Waki Waltari

The Roman by Mika Waltari

“I have shown you a way to make your life easier,” said Seneca, “but your yourself prefer an honorable death, and I cannot think that you are choosing wrongly. Let us both show equally great strength in the moment of parting.”

He hurriedly bade the centurion open their veins with a quick slash, so that Paulina would have no time to change her mind.

But Nero had nothing against Paulina. He had expressly ordered her to be spared, for he usually tried to avoid unnecessary cruelty in his sentences for his own reputation’s sake. The centurion was forced to obey Seneca because of his position, but he was careful not to injure Paulina’s tendons or artery when he cut her arm.

Seneca’s body was sufficiently weakened by age and his diet that his blood flowed sluggishly. He did not get into a hot bath as he should have done, but just dictated some corrections to his collected writings to his scribe. When Paulina disturbed him with her weeping, he asked her impatiendy to go into the next room, justifying himself by saying that he did not wish to weaken Paulina’s steadfastness by letting her see how much he was suffering.

In the room next door, on the soldier’s commands, Seneca’s slaves immediately bandaged Paulina’s wrists and stopped the bleeding. Paulina made no objections. So the boundless conceit of an author saved Paulina’s life.

Like many Stoics, Seneca was afraid of physical pain, so he asked his personal physician for some numbing poison such as the Athenians had given Socrates. Perhaps Seneca wished posterity to remember him as an equal to Socrates. When he had finished dictating and the centurion had begun to become impatient, he at last went to his hot bath and then to the household steam bath which was filled with so much steam that he was suffocated. His body was quietly cremated without ceremonies, as he had ordained, making a virtue of a necessity. Nero would never have permitted a public funeral for fear of demonstrations.

Thanks to the centurion, Paulina lived on for many years. She grew as pale as a ghost and it was said that she was secretly converted to Christianity. I am telling you what I have heard. I myself had no desire to get in touch with this grief-stricken widow, and any sensible person will know the reason why. It was not until after her death that I had my freedman’s publishing house take over Seneca’s collected works.

My friend, the author Petronius Arbiter, died, as his reputation demantled, after an excellent banquet for his friends at which he smashed every one of the objets dart he had collected, so that Nero should not have them. Nero was especially grieved about two incomparable crystal goblets which he had always envied Petronius.

 

 

451

 

 

 

 

 

 

 

Petronius satisfied his own vanity as an author by putting in his will a careful catalogue of Nero’s vices and the people with whom he had practiced them, to the extent of mentioning all the times, places and names so that no one should suspect him of drawing too much on his imagination. As a writer he perhaps exaggerated to cause more amusement when he later read out his will to his friends as he gradually bled to death. He had himself bandaged up once or twice in order, as he said, to make the most of death as well.

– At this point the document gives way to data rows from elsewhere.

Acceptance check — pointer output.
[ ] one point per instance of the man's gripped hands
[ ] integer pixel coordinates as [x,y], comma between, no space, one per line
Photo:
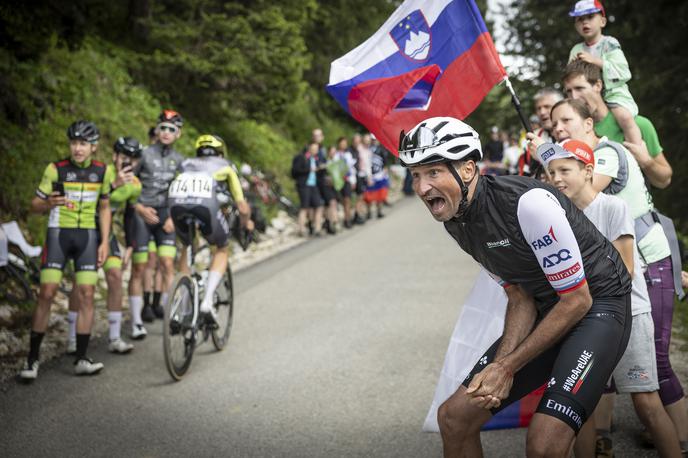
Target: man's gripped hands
[490,386]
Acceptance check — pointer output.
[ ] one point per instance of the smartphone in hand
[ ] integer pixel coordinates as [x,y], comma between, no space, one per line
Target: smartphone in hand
[58,187]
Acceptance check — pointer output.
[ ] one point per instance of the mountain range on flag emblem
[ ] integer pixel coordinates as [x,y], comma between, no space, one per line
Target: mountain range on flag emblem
[412,36]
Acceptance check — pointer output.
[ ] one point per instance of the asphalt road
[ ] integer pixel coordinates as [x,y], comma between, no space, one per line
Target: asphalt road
[335,351]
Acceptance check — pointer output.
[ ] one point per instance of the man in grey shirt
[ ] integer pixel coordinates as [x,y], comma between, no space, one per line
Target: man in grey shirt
[159,165]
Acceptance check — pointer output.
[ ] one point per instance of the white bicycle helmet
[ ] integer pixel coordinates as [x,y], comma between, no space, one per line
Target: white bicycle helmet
[439,139]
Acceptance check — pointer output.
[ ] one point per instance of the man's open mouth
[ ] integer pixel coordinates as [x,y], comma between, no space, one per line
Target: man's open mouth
[436,204]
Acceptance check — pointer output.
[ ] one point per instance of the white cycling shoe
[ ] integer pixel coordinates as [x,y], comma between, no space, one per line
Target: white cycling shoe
[138,332]
[86,366]
[29,373]
[120,346]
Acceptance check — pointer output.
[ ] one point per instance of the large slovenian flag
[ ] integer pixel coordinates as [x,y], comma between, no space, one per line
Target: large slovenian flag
[431,58]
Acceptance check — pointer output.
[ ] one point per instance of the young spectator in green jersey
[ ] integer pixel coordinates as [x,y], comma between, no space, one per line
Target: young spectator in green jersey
[605,52]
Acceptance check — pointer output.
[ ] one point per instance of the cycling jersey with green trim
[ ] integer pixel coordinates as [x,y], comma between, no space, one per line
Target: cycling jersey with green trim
[128,193]
[84,184]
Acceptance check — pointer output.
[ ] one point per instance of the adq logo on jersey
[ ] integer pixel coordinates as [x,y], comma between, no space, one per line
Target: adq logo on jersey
[546,240]
[412,36]
[498,244]
[556,258]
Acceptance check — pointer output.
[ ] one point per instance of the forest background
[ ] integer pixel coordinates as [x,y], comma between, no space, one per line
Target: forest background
[254,72]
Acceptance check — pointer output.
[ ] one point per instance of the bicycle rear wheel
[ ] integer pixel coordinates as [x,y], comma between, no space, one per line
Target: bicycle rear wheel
[179,333]
[224,308]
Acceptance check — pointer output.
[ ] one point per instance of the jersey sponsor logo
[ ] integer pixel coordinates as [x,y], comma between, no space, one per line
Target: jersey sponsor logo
[556,258]
[638,373]
[224,223]
[566,273]
[546,240]
[565,410]
[577,377]
[498,244]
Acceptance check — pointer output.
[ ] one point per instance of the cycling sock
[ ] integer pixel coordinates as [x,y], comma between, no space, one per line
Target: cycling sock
[35,346]
[135,305]
[213,280]
[71,319]
[115,322]
[81,345]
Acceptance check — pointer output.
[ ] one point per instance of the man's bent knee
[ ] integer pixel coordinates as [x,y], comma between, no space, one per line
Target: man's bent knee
[114,278]
[456,417]
[548,437]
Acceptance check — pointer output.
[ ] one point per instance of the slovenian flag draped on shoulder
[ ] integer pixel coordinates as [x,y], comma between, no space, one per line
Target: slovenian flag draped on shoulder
[431,58]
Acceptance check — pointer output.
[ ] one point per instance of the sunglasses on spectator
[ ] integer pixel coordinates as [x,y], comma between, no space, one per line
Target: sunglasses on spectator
[168,128]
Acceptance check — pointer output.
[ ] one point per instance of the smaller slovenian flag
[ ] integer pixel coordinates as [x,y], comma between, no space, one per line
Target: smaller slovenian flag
[428,59]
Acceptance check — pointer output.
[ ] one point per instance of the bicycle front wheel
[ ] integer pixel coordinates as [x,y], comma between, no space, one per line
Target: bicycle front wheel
[224,309]
[179,333]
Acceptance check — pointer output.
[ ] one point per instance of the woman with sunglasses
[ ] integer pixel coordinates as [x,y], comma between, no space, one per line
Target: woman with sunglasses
[158,166]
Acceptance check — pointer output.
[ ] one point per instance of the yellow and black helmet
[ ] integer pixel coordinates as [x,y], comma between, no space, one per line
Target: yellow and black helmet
[210,145]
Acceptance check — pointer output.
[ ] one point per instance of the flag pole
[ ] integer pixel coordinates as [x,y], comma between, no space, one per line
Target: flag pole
[517,105]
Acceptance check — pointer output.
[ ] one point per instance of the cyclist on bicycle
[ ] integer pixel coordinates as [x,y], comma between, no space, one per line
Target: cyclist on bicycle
[71,190]
[202,192]
[158,166]
[568,315]
[126,189]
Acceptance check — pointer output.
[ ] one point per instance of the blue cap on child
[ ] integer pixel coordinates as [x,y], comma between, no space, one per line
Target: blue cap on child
[585,7]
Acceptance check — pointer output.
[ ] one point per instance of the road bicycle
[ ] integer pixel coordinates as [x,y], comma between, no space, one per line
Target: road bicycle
[18,266]
[183,327]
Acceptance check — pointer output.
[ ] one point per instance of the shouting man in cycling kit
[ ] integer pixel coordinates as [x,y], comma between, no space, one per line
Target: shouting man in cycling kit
[201,193]
[568,314]
[158,166]
[72,191]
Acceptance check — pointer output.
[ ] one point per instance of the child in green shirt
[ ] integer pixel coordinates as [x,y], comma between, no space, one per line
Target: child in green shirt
[605,52]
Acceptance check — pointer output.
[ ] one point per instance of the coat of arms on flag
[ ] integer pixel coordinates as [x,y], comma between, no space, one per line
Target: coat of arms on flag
[412,36]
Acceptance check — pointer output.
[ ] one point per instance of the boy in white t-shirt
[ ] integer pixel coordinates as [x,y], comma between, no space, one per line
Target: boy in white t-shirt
[571,167]
[605,52]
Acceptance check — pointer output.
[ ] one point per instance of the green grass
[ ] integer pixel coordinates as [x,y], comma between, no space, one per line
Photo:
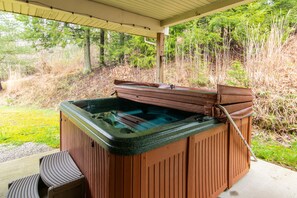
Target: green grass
[273,151]
[27,124]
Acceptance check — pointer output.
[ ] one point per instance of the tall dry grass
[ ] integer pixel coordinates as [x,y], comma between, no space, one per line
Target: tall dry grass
[270,63]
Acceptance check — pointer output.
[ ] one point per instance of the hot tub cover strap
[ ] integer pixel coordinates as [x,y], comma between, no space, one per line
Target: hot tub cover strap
[237,101]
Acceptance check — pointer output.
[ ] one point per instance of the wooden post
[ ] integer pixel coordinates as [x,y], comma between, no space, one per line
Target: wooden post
[160,55]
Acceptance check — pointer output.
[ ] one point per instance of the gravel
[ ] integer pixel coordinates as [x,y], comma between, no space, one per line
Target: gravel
[10,152]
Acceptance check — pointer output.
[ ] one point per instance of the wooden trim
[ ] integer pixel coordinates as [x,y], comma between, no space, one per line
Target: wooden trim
[160,57]
[212,8]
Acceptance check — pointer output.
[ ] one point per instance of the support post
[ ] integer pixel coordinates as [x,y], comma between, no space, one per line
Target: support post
[160,57]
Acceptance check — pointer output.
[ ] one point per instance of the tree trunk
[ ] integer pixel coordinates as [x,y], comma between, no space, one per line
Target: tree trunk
[87,53]
[122,55]
[102,42]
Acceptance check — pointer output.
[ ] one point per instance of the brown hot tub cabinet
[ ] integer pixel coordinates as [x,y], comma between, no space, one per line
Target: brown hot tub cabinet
[130,149]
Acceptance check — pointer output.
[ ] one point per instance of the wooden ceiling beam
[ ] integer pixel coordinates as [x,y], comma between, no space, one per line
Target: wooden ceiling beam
[212,8]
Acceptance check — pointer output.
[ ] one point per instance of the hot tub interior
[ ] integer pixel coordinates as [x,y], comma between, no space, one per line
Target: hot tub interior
[133,117]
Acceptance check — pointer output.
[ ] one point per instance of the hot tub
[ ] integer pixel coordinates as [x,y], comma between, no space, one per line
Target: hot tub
[134,150]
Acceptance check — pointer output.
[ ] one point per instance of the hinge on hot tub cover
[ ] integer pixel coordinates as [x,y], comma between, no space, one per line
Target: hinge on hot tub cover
[237,130]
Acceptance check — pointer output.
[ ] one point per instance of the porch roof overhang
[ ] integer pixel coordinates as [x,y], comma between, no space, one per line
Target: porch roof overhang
[139,17]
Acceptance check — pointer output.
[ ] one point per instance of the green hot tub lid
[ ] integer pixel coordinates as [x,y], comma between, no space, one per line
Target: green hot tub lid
[107,136]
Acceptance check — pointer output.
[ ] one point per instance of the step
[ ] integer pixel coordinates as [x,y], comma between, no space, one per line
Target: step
[26,187]
[58,169]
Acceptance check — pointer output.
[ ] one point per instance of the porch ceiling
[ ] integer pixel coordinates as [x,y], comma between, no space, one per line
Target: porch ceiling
[140,17]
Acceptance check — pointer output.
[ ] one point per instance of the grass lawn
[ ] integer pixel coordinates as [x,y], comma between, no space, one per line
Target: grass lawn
[27,124]
[271,150]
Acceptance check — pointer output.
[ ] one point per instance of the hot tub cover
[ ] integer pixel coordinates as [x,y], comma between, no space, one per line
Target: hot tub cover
[237,101]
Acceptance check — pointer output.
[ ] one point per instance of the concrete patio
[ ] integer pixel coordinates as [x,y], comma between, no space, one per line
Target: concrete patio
[263,180]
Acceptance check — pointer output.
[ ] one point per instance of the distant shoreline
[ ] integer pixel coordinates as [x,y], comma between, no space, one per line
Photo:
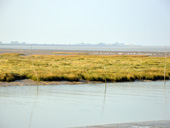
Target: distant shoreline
[90,52]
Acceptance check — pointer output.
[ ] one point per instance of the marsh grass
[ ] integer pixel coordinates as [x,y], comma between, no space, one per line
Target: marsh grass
[87,67]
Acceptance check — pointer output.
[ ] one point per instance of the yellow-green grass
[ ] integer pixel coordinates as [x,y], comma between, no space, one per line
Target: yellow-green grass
[87,67]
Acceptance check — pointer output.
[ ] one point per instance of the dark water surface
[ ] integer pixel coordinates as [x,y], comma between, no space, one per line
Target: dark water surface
[58,106]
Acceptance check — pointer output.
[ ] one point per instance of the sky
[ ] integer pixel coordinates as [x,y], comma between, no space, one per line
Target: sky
[138,22]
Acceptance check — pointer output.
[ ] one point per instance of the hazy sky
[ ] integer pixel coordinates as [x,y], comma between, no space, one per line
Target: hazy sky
[144,22]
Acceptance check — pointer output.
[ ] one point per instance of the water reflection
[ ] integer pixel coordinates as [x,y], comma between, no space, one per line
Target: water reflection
[82,105]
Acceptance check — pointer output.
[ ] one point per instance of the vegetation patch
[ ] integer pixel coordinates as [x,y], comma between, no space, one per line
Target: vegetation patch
[113,68]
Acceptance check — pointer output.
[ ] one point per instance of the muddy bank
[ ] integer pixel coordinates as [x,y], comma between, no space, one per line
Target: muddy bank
[59,52]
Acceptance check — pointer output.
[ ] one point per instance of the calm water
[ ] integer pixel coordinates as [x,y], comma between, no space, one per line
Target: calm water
[58,106]
[92,48]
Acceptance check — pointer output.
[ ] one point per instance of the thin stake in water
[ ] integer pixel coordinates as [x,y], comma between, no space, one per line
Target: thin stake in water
[165,72]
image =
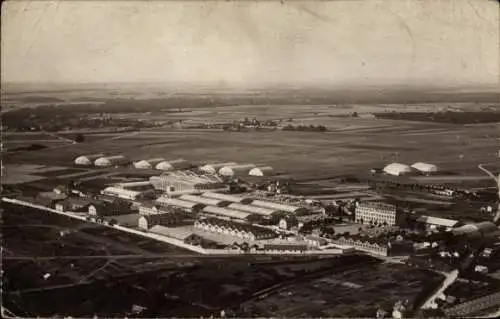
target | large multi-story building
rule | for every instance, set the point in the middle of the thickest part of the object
(243, 231)
(185, 182)
(376, 213)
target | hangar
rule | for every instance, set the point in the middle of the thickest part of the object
(397, 169)
(261, 171)
(225, 212)
(279, 207)
(111, 161)
(424, 167)
(174, 165)
(148, 164)
(203, 200)
(236, 170)
(214, 168)
(227, 197)
(87, 160)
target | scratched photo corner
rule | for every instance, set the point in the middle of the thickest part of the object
(250, 159)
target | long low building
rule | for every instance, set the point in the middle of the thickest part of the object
(227, 197)
(173, 202)
(225, 212)
(278, 206)
(215, 167)
(127, 193)
(252, 209)
(243, 231)
(111, 161)
(87, 160)
(236, 170)
(204, 200)
(148, 163)
(186, 182)
(166, 219)
(179, 164)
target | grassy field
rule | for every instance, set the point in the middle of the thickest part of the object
(453, 147)
(352, 293)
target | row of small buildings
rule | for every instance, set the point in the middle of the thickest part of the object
(229, 169)
(398, 169)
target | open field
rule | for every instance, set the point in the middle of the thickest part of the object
(81, 262)
(353, 144)
(350, 293)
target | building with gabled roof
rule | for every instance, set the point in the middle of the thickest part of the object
(281, 207)
(397, 169)
(225, 212)
(148, 163)
(166, 219)
(236, 170)
(109, 161)
(215, 167)
(252, 209)
(182, 204)
(227, 197)
(174, 165)
(261, 171)
(87, 160)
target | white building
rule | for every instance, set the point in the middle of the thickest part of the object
(261, 171)
(177, 203)
(148, 164)
(376, 213)
(236, 170)
(215, 167)
(225, 213)
(433, 222)
(126, 193)
(252, 209)
(186, 182)
(87, 160)
(203, 200)
(167, 219)
(424, 167)
(111, 161)
(277, 206)
(227, 197)
(175, 165)
(397, 169)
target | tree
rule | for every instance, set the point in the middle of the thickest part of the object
(79, 138)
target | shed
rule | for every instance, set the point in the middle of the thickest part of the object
(87, 160)
(449, 223)
(168, 201)
(277, 206)
(175, 165)
(252, 209)
(227, 197)
(261, 171)
(224, 212)
(215, 167)
(397, 169)
(148, 163)
(236, 170)
(203, 200)
(111, 161)
(148, 221)
(424, 167)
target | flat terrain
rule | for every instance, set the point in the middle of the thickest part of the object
(50, 261)
(350, 293)
(352, 144)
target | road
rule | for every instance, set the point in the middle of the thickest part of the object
(430, 303)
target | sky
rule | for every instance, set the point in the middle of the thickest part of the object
(356, 42)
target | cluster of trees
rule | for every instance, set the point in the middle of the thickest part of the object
(305, 128)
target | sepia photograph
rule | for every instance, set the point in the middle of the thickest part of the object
(250, 159)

His will he had sent to Nero. I think it was a pity that he would not allow anyone to make a copy of it, but he thought he owed this to Nero for the sake of their old friendship. Petronius was a fine man, the finest I have ever met I think, however crude his stories were.

He could not invite me to his farewell feast, but I was not offended. He had a message sent to me to say that he fully understood my behavior and would probably have done the same himself if he had had the opportunity. On his part, he would have liked to invite me too, but he had guessed that I would not feel at home with certain of his friends. I still have his sensitive letter and will always remember him as a friend.

But why list the downfall or exile of so many acquaintances, noble friends and respected men during that year and the next? It is more agreeable to tell of the rewards which Nero distributed to those who had distin-guished themselves in the suppression of the conspiracy. He gave the Praetorians the same sum of two thousand sesterces per man as the conspirators had promised them. He also raised their pay by deciding that from then on they would receive their grain free whereas hitherto they had had to buy it at ordinary market prices. Tigellinus and two others received the right to a triumph, and triumph statues of them were erected in Palatine.

I myself insinuated to Nero that the Senate had become a little thin and that my father’s place still remained empty. There was a great need for a man on the Eastern committee who, like my father, could advise on Jewish affairs and who could mediate between the State and the Jews’ interests in connection with their special position. From Nero’s point of view it would be politically farsighted to appoint senators who had demonstrated their loyalty to him by their actions, for the Senate had in many ways shown itself-to be unreliable and still in sympathy with republicanism.